The house was three miles from the station, but before the dusty
hired fly had rattled along for five minutes the children began to
put their heads out of the carriage window and to say, 'Aren't we
nearly there?' And every time they passed a house, which was not
very often, they all said, 'Oh, is THIS it?' But it never was,
till they reached the very top of the hill, just past the
chalk-quarry and before you come to the gravel-pit. And then there
was a white house with a green garden and an orchard beyond, and
mother said, 'Here we are!'

'How white the house is,' said Robert.

'And look at the roses,' said Anthea.

'And the plums,' said Jane.

'It is rather decent,' Cyril admitted.

The Baby said, 'Wanty go walky'; and the fly stopped with a last
rattle and jolt.

Everyone got its legs kicked or its feet trodden on in the scramble
to get out of the carriage that very minute, but no one seemed to
mind. Mother, curiously enough, was in no hurry to get out; and
even when she had come down slowly and by the step, and with no
jump at all, she seemed to wish to see the boxes carried in, and
even to pay the driver, instead of joining in that first glorious
rush round the garden and the orchard and the thorny, thistly,
briery, brambly wilderness beyond the broken gate and the dry
fountain at the side of the house. But the children were wiser,
for once.

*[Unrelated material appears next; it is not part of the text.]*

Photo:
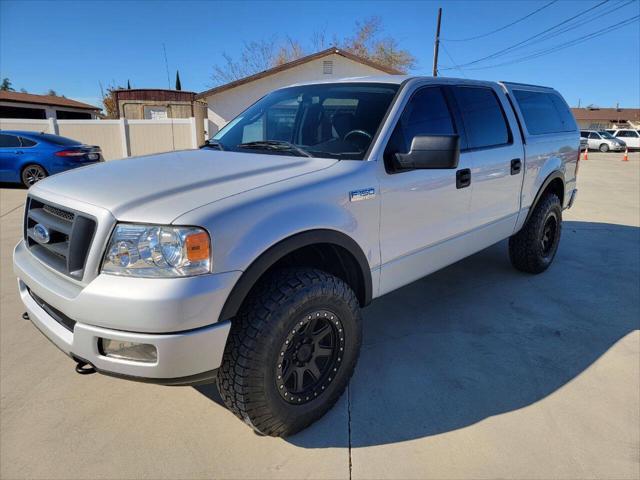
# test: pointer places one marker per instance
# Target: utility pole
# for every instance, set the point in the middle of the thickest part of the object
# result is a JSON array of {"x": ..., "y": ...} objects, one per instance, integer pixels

It was not really a pretty house at all; it was quite
ordinary, and mother thought it was rather inconvenient, and was
quite annoyed at there being no shelves, to speak of, and hardly a
cupboard in the place. Father used to say that the ironwork on the
roof and coping was like an architect's nightmare. But the house
was deep in the country, with no other house in sight, and the
children had been in London for two years, without so much as once
going to the seaside even for a day by an excursion train, and so
the White House seemed to them a sort of Fairy Palace set down in
an Earthly Paradise. For London is like prison for children,
especially if their relations are not rich.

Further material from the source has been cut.